Cod Tikka with Mint Yoghurt
Rating
A speedy weeknight dinner idea with baked cod tikka fillets served on fresh naan and cooling mint yoghurt. So delicious and super quick to prepare.
Ingredients
- 600 g Cod Fish
- 1 tbsp Ground Coriander
- 1.5 tbsp Sweet Paprika Powder
- 1 tsp Ground Turmeric
- 0.5 tsp Ground Nutmeg
- 0.5 tsp Ground Cardamom
- 0.25 tsp Ground Cinnamon
- 1 tsp Ground Cumin
- 0.5 tsp Cayenne Pepper
- 4 tbsp Olive Oil
- 200 g Greek Yoghurt
- 15 g Fresh Mint
- 2 tbsp Lemon Juice
- 2 tbsp White Aceto Balsamico
- Salt & Pepper to taste
- 4 Naan Bread
- 50 g Baby Spinach
Instructions
- Preheat the oven to 170 ÂșC and prepare an ovenproof casserole.

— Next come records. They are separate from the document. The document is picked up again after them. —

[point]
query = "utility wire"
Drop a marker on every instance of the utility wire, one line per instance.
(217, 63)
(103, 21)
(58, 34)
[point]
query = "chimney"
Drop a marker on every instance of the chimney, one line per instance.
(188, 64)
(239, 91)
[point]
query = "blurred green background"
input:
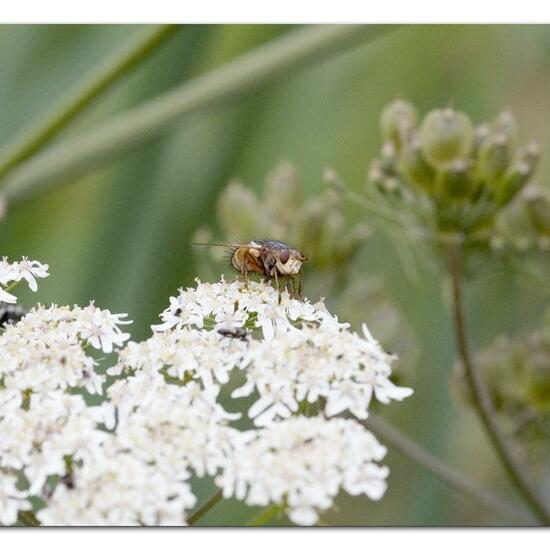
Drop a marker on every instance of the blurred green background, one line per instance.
(120, 234)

- Wash the cod under cold water, pat dry and cut into 4 pieces of the same size.
- In a medium bowl, mix the olive oil with coriander, paprika, turmeric, nutmeg cardamom, cinnamon, cumin, and cayenne pepper. Place the fish fillets and stir until the cod is completely coated.

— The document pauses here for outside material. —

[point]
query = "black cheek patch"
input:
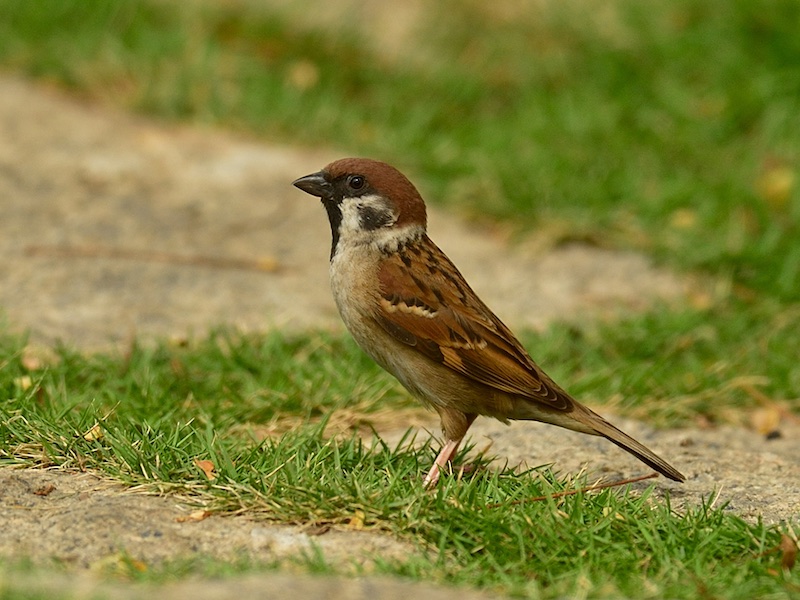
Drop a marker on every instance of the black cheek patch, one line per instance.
(374, 218)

- Transfer the cod fillets to the casserole and bake for 10-12 minutes. The fish will flake easily when it is cooked.
- In the meantime, wash the mint, shake dry, pluck the leaves from the stems and finely chop. Wash the baby spinach and shake dry.
- In a medium bowl, mix the yoghurt with the fresh mint, lemon juice, aceto balsamico. Season with salt and pepper.
- Top the naan breads with baby spinach, a dollop of the mint yoghurt and top with the cod tikka fillets.